New Capacity May be Softening Rents | Mount Kisco NY Real Estate

Soaring capacity may be starting to slow the tide of rent increases that have spurred real estate investment and the greatest multifamily construction boom in seven years and record numbers of single family rentals.

The Multifamily Production Index (MPI), released by the National Association of Home Builders (NAHB) last week, improved for the eighth consecutive quarter with an index level of 54. It is the highest reading since the second quarter of 2005.  The MPI, which measures builder and developer sentiment about current conditions in the apartment and condominium market on a scale of 0 to 100, rose from 51 in the first quarter to 54 in the second quarter.

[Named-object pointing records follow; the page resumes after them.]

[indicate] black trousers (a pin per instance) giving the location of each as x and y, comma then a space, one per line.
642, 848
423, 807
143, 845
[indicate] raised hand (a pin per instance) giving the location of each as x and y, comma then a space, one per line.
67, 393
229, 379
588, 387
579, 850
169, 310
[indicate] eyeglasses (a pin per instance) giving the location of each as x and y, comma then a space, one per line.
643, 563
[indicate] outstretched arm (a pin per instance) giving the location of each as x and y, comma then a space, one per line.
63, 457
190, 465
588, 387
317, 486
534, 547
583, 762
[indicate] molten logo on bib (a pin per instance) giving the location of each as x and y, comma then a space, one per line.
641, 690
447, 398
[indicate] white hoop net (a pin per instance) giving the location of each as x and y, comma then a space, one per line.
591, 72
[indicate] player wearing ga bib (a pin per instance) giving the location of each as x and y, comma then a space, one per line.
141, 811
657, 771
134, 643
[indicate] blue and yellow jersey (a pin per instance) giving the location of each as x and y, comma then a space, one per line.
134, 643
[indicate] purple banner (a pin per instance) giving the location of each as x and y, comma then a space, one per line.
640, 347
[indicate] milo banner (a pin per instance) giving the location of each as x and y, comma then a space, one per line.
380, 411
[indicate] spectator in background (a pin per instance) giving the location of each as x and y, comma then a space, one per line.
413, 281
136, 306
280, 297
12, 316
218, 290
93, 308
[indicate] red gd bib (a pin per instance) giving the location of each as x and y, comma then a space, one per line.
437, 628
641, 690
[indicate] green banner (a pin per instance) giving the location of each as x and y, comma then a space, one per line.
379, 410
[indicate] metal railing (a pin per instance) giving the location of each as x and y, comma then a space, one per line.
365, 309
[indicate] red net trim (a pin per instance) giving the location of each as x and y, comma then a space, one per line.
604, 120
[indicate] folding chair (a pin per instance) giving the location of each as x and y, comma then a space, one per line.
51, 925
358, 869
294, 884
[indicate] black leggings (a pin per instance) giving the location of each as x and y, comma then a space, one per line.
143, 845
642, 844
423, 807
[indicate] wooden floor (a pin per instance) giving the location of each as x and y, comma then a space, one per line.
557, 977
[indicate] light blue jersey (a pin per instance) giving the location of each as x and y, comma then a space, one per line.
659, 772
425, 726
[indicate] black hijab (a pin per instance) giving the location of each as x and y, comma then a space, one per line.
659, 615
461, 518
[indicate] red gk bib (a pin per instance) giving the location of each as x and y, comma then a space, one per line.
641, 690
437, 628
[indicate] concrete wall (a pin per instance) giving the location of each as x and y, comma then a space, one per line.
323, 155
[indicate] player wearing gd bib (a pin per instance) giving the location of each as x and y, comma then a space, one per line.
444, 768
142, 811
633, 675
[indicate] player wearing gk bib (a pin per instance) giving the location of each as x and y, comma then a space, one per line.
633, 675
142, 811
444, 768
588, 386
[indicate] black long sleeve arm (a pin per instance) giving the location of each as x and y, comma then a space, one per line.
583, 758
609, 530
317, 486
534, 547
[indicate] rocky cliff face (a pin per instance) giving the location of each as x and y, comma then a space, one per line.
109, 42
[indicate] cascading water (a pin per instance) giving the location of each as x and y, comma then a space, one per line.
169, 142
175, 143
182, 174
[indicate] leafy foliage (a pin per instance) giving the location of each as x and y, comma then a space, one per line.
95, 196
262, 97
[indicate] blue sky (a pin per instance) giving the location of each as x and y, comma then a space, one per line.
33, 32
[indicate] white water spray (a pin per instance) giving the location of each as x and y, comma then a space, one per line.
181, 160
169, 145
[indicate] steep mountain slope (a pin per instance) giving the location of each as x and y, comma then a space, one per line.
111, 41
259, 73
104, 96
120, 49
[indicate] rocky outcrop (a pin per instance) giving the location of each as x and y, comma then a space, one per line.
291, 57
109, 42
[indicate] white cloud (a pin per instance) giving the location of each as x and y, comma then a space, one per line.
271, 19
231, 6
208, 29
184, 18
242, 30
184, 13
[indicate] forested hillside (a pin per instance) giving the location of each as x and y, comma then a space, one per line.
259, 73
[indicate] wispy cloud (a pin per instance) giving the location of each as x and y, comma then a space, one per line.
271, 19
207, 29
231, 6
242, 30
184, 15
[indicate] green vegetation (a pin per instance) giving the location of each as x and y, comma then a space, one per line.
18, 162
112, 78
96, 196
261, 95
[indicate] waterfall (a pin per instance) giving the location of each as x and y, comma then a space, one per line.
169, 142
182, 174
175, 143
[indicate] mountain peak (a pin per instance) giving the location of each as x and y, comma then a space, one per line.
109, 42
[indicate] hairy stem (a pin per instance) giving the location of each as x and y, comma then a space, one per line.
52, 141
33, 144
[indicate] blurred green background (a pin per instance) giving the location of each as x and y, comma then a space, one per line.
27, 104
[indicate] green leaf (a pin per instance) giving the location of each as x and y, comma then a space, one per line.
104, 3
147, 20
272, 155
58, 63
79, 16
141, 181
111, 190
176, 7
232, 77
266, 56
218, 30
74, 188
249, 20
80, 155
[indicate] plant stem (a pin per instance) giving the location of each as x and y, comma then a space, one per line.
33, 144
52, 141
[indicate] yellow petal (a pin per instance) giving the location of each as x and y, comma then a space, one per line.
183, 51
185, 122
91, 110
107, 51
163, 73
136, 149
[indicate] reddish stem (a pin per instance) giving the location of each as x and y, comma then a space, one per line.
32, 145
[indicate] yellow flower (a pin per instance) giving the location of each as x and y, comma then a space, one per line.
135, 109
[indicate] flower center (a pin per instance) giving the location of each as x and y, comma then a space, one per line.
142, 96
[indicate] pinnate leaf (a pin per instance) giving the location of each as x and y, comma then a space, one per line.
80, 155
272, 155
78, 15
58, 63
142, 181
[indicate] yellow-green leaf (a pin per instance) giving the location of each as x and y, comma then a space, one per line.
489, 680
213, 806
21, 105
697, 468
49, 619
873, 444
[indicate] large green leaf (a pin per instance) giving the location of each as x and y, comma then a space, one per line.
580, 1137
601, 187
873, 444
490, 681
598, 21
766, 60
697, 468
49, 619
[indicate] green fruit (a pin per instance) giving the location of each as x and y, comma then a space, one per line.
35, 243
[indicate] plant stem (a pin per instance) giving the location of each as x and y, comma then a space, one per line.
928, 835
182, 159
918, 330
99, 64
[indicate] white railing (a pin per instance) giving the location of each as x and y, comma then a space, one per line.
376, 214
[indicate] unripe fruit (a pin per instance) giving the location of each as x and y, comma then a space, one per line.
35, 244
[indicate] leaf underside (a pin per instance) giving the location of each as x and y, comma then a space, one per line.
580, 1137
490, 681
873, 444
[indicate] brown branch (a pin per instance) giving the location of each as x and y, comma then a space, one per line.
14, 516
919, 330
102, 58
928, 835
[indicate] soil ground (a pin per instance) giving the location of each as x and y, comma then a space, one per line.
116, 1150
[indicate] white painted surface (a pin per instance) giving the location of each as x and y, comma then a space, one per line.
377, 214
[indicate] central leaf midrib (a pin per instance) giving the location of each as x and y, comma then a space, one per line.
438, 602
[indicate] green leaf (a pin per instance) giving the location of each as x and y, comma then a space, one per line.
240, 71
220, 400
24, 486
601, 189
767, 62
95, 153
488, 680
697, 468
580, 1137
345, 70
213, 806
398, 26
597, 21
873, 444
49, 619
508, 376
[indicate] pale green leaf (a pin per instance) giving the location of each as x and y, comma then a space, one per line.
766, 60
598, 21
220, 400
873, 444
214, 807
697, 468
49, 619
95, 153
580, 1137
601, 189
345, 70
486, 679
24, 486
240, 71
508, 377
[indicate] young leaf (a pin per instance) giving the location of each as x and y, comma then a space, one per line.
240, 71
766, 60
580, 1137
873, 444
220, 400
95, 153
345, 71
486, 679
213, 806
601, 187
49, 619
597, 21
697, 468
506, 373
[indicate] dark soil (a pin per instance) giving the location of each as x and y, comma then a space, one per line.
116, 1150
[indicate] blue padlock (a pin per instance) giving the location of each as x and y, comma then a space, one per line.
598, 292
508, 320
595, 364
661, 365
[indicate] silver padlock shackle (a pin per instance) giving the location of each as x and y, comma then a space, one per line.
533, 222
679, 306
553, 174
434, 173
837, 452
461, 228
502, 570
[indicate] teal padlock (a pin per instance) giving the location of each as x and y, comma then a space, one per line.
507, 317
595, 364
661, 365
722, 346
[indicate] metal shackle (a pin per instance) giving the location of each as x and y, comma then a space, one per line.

Millions of small real estate investors, encouraged by rising rents, have contributed to the nation’s rental capacity by buying distress sales and converting them to single family rentals.  The National Association of Realtors reports investors purchased some 1.23 million properties last year, more than a quarter of all homes that were sold in 2011.

“The strength of the MPI suggests that multifamily production is likely to increase somewhat going forward,” said NAHB Chief Economist David Crowe. “Multifamily production has already recovered substantially from a historic low of about 110,000 starts a year in 2009 and 2010 to the current annual rate of a little over 200,000. However, prior to the downturn multifamily starts remained about 300,000 per year for 12 consecutive years, so there is room for further improvement before apartment and condo production return to normal, sustainable levels.”

However, the latest data suggests that in some leasing markets the bloom may be off the boom in rising rents.

Nationally, rents rose 4.7 percent in August from a year ago, which, while still a gain, is down from the 5.8 percent annual increase in May – making it the slowest rise since March, according to Trulia.com. Some markets, however, are still hot, with rents up around 10 percent year over year. These include Houston and Seattle, Denver and San Francisco.

“Rents had been on fire earlier this year, but some of the hottest rental markets are starting to cool,” said Jed Kolko, Trulia’s chief economist, told Diana Olick of CNBC. “New construction that started last year is finally coming onto the market, giving renters more choices and some relief from rising rents. Still, rents are climbing in nearly all of the major rental markets.”